Serpent 2.1.29 -- Static criticality source simulation

Title: "DLFR-Core"

Active cycle  500 / 500  Source neutrons :  7981

Running time :                  6:05:09
Estimated running time :        6:05:09
Estimated running time left :   0:00:00

Estimated relative CPU usage :    98.6%

k-eff (analog)    = 1.03990 +/- 0.00066  [1.03861  1.04119]
k-eff (implicit)  = 1.04034 +/- 0.00027  [1.03981  1.04088]

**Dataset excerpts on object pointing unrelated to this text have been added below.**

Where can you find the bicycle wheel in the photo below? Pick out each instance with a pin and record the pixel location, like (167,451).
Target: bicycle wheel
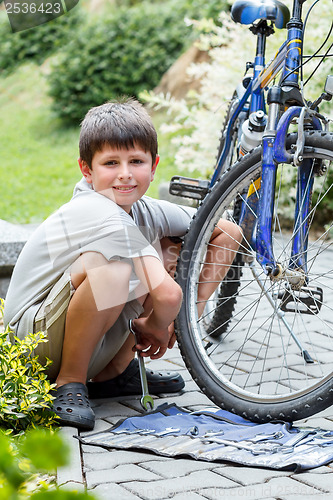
(235,133)
(256,369)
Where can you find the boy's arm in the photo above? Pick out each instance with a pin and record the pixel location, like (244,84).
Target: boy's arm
(166,296)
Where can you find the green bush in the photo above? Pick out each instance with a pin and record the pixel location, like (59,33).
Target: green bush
(24,459)
(116,55)
(35,44)
(25,398)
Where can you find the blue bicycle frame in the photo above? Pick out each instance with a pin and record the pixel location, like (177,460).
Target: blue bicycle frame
(257,207)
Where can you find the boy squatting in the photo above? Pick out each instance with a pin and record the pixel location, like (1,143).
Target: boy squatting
(103,258)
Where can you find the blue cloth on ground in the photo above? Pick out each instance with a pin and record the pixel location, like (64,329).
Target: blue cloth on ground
(213,434)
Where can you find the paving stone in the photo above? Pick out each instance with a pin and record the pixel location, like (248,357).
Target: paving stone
(274,488)
(320,481)
(100,425)
(108,408)
(167,488)
(176,467)
(319,423)
(71,476)
(87,448)
(187,398)
(120,474)
(113,492)
(113,458)
(248,475)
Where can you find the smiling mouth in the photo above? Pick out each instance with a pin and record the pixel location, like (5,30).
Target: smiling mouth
(124,188)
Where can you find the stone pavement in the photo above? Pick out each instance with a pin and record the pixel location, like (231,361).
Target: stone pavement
(129,475)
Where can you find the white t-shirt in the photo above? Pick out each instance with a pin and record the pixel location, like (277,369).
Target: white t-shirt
(88,222)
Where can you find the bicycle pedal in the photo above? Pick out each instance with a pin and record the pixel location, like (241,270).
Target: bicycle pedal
(188,188)
(308,300)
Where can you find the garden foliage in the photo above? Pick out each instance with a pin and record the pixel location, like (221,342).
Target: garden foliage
(122,53)
(35,44)
(27,464)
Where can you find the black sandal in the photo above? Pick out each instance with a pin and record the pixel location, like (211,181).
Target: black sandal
(72,406)
(128,383)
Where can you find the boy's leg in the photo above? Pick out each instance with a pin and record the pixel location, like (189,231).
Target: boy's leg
(93,309)
(221,251)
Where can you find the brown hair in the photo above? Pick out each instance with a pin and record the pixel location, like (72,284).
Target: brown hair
(121,124)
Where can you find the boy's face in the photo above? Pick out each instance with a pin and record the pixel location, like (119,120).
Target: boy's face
(123,175)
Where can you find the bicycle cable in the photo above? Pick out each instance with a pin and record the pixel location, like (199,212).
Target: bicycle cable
(300,66)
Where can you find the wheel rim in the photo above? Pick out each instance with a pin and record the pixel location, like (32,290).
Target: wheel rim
(257,356)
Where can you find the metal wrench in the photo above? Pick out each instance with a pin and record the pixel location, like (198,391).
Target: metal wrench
(146,400)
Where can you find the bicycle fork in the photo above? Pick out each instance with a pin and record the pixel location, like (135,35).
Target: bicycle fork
(274,152)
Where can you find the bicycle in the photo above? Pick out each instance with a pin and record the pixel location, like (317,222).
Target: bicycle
(263,345)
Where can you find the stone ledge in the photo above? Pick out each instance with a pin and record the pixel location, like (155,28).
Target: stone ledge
(12,239)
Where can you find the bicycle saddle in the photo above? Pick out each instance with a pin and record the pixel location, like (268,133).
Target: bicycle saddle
(248,11)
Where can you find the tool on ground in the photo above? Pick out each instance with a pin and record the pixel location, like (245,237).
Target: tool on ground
(146,401)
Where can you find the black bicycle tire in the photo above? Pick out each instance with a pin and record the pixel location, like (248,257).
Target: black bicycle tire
(227,288)
(290,408)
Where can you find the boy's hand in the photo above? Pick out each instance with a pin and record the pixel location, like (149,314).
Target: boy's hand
(153,341)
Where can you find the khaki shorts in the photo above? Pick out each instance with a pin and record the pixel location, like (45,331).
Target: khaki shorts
(51,318)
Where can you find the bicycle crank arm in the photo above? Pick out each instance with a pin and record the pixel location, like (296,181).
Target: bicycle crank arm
(146,400)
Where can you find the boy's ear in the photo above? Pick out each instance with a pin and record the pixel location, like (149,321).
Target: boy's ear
(86,171)
(153,169)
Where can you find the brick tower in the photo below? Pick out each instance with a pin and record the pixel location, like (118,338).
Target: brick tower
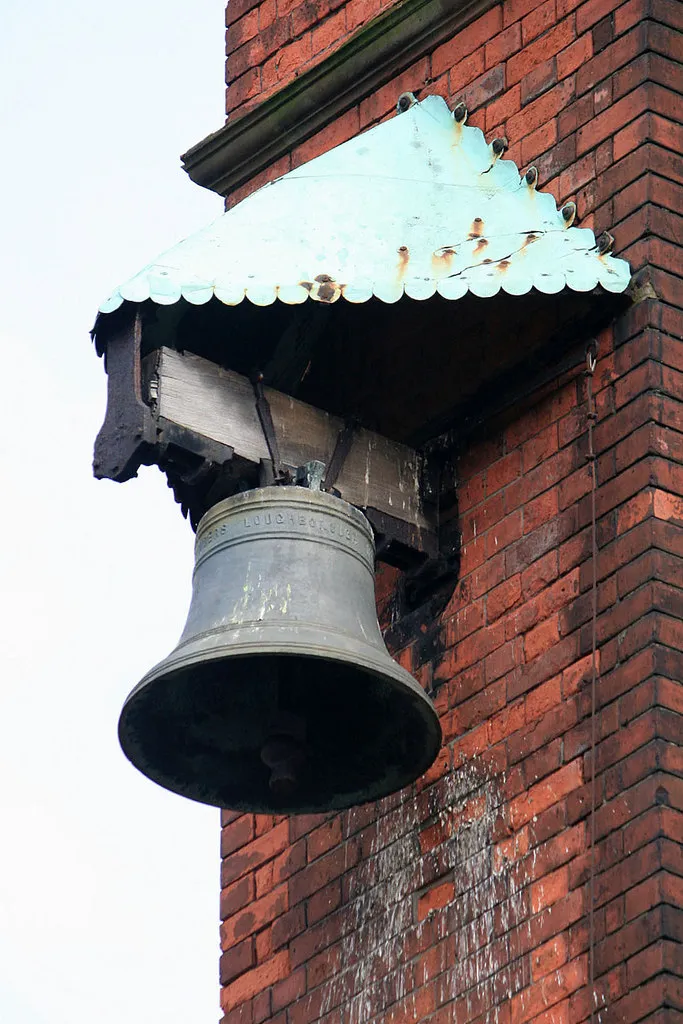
(539,861)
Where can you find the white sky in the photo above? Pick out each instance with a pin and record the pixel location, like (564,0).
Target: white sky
(109,885)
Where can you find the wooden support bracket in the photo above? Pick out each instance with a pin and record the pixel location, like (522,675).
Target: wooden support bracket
(200,424)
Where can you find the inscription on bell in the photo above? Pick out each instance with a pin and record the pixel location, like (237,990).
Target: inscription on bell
(319,524)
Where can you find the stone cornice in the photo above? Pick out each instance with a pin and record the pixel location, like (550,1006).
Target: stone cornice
(233,155)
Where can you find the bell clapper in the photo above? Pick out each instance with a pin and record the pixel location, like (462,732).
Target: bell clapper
(284,753)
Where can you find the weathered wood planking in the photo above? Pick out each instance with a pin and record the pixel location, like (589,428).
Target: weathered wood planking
(218,403)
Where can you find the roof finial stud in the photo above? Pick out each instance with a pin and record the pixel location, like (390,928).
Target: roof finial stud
(605,243)
(568,214)
(460,114)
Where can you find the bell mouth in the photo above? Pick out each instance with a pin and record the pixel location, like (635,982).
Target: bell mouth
(203,730)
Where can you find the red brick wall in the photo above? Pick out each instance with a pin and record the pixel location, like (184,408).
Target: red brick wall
(466,898)
(269,42)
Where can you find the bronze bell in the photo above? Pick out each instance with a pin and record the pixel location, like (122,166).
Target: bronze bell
(281,695)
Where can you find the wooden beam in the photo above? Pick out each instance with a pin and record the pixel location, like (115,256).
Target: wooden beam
(217,404)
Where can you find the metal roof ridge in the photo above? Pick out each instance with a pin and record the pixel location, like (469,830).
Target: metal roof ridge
(418,205)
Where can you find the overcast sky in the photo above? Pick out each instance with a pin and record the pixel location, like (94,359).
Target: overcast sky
(109,885)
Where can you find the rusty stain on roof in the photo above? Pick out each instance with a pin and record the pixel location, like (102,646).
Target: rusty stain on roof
(422,205)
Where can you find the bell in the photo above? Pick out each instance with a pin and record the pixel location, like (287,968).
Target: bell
(281,696)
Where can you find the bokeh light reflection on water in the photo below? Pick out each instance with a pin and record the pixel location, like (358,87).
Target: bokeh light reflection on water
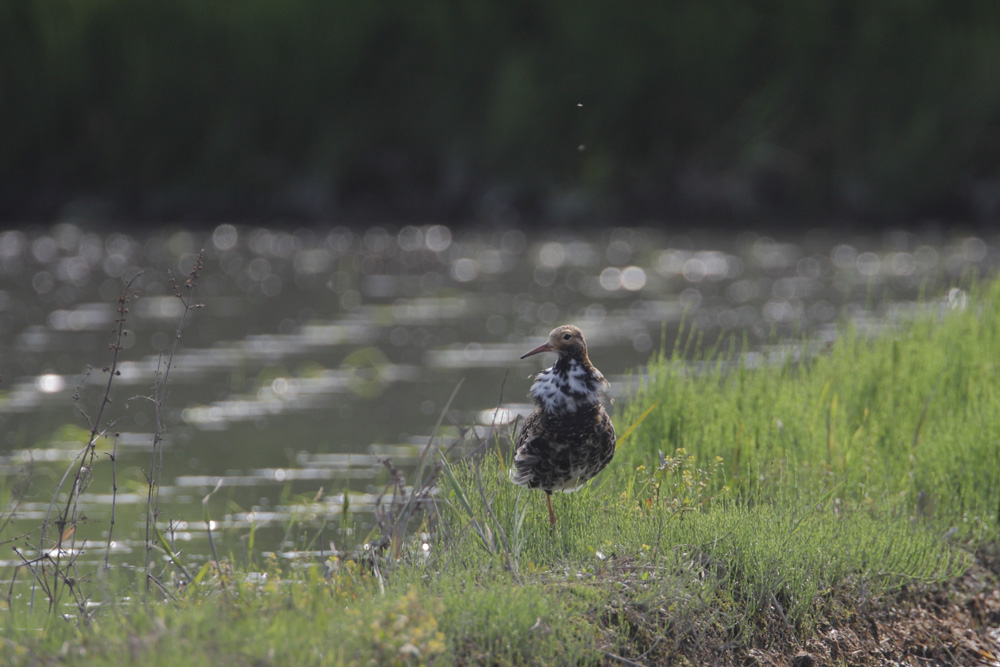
(319,343)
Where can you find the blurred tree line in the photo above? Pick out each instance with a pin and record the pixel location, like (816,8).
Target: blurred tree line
(518,110)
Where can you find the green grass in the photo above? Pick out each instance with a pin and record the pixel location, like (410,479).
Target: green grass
(750,504)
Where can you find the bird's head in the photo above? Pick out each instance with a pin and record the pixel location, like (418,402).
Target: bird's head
(566,340)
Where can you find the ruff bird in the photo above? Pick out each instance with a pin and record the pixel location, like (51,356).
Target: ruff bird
(569,437)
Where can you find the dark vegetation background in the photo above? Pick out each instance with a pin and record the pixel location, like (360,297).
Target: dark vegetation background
(467,110)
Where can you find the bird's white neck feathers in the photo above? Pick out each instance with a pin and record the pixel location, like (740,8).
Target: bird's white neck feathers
(567,386)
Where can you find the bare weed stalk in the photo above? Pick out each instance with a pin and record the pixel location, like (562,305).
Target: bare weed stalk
(66,521)
(186,295)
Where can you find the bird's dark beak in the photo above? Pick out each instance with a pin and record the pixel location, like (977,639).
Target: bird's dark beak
(544,347)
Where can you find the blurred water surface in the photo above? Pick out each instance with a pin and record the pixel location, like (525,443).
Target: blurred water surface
(320,352)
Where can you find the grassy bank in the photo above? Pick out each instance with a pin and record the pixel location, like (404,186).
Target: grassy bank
(752,504)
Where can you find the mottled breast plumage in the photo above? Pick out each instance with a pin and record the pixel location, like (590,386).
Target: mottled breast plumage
(569,437)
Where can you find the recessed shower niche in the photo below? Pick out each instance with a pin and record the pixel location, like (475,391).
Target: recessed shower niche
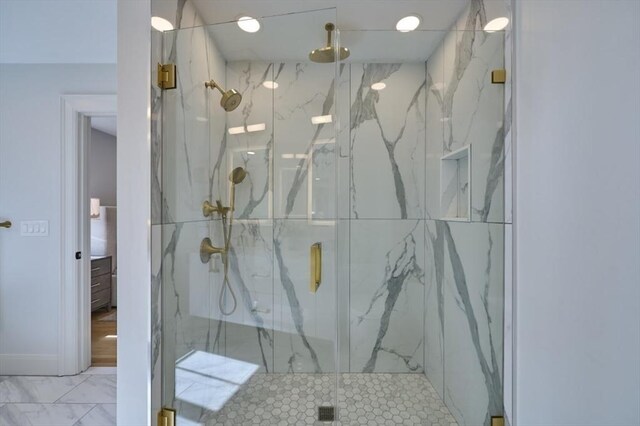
(455,185)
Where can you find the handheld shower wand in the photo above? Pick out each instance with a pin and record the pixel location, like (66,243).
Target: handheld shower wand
(207,249)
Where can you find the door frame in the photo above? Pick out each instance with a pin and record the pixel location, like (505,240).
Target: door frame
(74,326)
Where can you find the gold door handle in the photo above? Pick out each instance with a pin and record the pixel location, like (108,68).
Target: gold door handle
(315,263)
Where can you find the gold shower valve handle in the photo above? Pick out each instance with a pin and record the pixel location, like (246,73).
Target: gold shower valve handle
(207,249)
(208,209)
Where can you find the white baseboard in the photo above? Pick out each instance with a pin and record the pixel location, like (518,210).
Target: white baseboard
(28,365)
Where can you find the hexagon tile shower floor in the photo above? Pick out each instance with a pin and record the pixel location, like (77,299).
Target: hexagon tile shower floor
(365,399)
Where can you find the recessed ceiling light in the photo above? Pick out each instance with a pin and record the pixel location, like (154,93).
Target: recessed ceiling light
(496,24)
(161,24)
(236,130)
(256,127)
(248,24)
(408,23)
(321,119)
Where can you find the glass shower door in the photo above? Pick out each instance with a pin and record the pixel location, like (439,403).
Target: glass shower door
(248,224)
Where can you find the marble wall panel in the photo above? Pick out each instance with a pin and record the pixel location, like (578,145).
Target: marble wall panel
(305,141)
(250,139)
(305,322)
(473,325)
(387,141)
(387,296)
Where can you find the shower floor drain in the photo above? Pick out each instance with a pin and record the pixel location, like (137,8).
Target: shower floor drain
(326,414)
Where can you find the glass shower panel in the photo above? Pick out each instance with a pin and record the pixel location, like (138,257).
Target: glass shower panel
(245,338)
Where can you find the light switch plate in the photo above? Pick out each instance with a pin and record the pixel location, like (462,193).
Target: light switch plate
(34,228)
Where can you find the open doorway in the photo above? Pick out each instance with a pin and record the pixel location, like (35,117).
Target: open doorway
(101,174)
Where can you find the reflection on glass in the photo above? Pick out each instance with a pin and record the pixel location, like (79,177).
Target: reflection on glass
(208,381)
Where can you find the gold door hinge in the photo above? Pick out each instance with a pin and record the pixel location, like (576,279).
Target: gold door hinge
(167,76)
(498,76)
(315,263)
(497,421)
(167,417)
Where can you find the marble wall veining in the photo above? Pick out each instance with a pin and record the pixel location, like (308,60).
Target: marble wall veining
(407,291)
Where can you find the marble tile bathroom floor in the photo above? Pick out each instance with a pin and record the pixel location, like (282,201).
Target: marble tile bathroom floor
(364,399)
(87,399)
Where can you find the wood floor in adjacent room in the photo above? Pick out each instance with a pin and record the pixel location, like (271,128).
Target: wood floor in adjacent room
(103,340)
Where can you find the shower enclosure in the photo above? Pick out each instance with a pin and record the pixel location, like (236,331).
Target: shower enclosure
(332,247)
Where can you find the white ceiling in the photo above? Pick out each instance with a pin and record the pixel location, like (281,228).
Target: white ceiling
(106,125)
(367,27)
(58,31)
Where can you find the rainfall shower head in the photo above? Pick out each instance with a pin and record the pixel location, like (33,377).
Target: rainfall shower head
(327,54)
(230,99)
(237,175)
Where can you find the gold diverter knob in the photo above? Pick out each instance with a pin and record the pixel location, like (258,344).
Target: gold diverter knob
(207,249)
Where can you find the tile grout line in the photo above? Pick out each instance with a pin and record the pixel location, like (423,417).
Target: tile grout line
(74,388)
(85,414)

(O4) (SENS) (MPI=1) (OMP=1)
------------------------------------------------------------

Transport cycle completed in 4.35 hours.

Re: MPI run does not stop using Torque

Posted: Tue Oct 24, 2017 12:56 pm
by Jaakko Leppänen
The "MPI=1" suggests that you may be running multiple independent calculations instead of a single MPI-parallelized calculation. See: http://serpent.vtt.fi/mediawiki/index.p ... t_MPI_mode

Re: MPI run does not stop using Torque

Posted: Wed Oct 25, 2017 3:23 am
by drvcj
Thanks for the explanation.

I compiled Serpent 2 with the following option

Code: Select all

# GNU Compiler:

CC       = gcc
CFLAGS   = -Wall -ansi -ffast-math -O3
LDFLAGS  = -lm

# Parallel calculation using Open MP:

CFLAGS  += -DOPEN_MP
CFLAGS  += -fopenmp
LDFLAGS += -fopenmp

# This is needed in newer gcc versions to supress some unnecessary warnings

CFLAGS += -Wno-unused-but-set-variable

# Remove this if compilation with mpicc produces unnecessary warnings

CFLAGS += -pedantic
And at the same time, I also turned on

Code: Select all

# Parallel calculation using MPI:

# NOTE: The use of hybrid MPI/OpenMP mode requires thread-safe MPI
#       implementation. Some MPI implementations, such as some versions (?) of
#       Open MPI are not thread safe, which will cause problems in memory
#       management routines (calloc, realloc and free). These problems may
#       result in failure in memory allocation or unexpected behaviour due to
#       corrupted registers (?).

CC       = mpicc
CFLAGS  += -DMPI
The calculation is then executed by "sss2 -mpi N". To be honest, I'm not sure if the MPI messes things up. I'm going to run a case with "sss2 -omp N".